リファクタリング:switch 文の隘路

switch 文が抱えるハードコーディングの問題点を回避するとともに、動的スキーマを適用して、実行時にオブジェクトの動作を規定する方法を紹介します。

すでに、矢印キーを使って、テトリミノの回転/シフトができます。これに加えて、space キーを押すと、テトリミノを落下できるようにします。
伝統的な構造化プログラミングの手法では、このような問題解決にあたって switch 文による条件分岐を導入します。しかし、ここで問題となるのは、新たな機能を追加したいときに、switch を伴うコードの断片を更新する必要が生じることです。そのため、要求仕様の変更が必要になることから、そのモジュールを永遠に閉じることができません。これは問題です。

class Tetris:
    def __init__(self, client):
        self.client = client
        for item, mino in self.client.testCase:
            tray = Tray()
            mino.tray = tray
            mino.dispatch = self._cases(mino)
            self.client.addItem(item, mino)
            self._addTray(tray, item)
            self._addMino(mino, item)

テトリミノのインスタンス属性 .dispatch を介して、特定のキーを操作したときの処理を「実行時に拡張できる」仕組みを提供します。

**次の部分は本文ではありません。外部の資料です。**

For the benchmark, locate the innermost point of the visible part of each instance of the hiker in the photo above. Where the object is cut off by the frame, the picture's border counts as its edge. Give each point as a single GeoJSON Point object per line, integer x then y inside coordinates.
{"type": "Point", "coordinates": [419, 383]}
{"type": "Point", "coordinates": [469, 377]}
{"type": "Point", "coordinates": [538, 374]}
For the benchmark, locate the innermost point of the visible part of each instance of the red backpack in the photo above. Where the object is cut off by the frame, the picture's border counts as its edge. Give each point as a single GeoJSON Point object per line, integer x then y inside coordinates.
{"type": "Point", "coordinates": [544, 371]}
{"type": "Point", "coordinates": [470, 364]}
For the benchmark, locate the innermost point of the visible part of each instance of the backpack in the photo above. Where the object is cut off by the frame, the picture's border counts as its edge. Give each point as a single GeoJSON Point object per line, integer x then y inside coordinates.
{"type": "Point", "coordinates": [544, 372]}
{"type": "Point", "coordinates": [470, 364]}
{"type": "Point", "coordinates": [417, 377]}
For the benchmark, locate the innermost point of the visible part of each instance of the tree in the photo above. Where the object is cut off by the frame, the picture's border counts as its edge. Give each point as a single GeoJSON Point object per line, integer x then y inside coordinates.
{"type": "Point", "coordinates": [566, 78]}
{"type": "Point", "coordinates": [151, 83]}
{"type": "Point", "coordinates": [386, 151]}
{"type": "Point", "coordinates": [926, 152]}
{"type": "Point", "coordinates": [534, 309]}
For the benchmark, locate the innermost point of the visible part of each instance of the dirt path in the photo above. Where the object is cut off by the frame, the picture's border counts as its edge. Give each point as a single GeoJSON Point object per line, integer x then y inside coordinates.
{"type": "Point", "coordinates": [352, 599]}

    def _cases(self, mino):
        return {
            Key_Right: mino.shiftRight,
            Key_Left : mino.shiftLeft ,
            Key_Up   : mino.counterClockwise,
            Key_Down : mino.rotateClockwise ,
            }
    def keyDown(self, sender, e):
        KeyHolder(e.Key).switch(self.client.cases())
        self.client.update()

このように、既存のモジュールでは、矢印キーを使ってテトリミノの回転/シフトができますが、この部分はなにも変更を加えません。その代わり、テストケースには、新たな機能だけを追加します。

class ExWindow(Window):
    def cases(self):
        return self.mino.dispatch
    def _attach(self, e, dispatch):
        key = Key.Space
        if key in dispatch: return
        if e == "C":
            dispatch[key] = self.downC; print "**C**"
        if e == "O":
            dispatch[key] = self.downO; print "**O**"

    def downC(self): print "<<< C"
    def downO(self): print "<<< O"

すると、2種類のテトリミノ(C型/O型)のテストケースでは(新たに)space キーには応答しますが、その他のテトリミノは(従来のまま)応答しません。つまり、既存のモジュールは(閉じたまま Closed)変更せずに、新たな機能だけを付加できます。switch を伴うコードの断片に「外部から機能を注入した」ことになるのです。
こうして、テトリミノを落下させるときに、異なるテストケースを用意して、それぞれを独立してその動作を検証できるようになります。そのため、わずかな機能の違いだけを実現するために、異なるテストケースを反映させた個別のクラスを定義する必要もなくなります。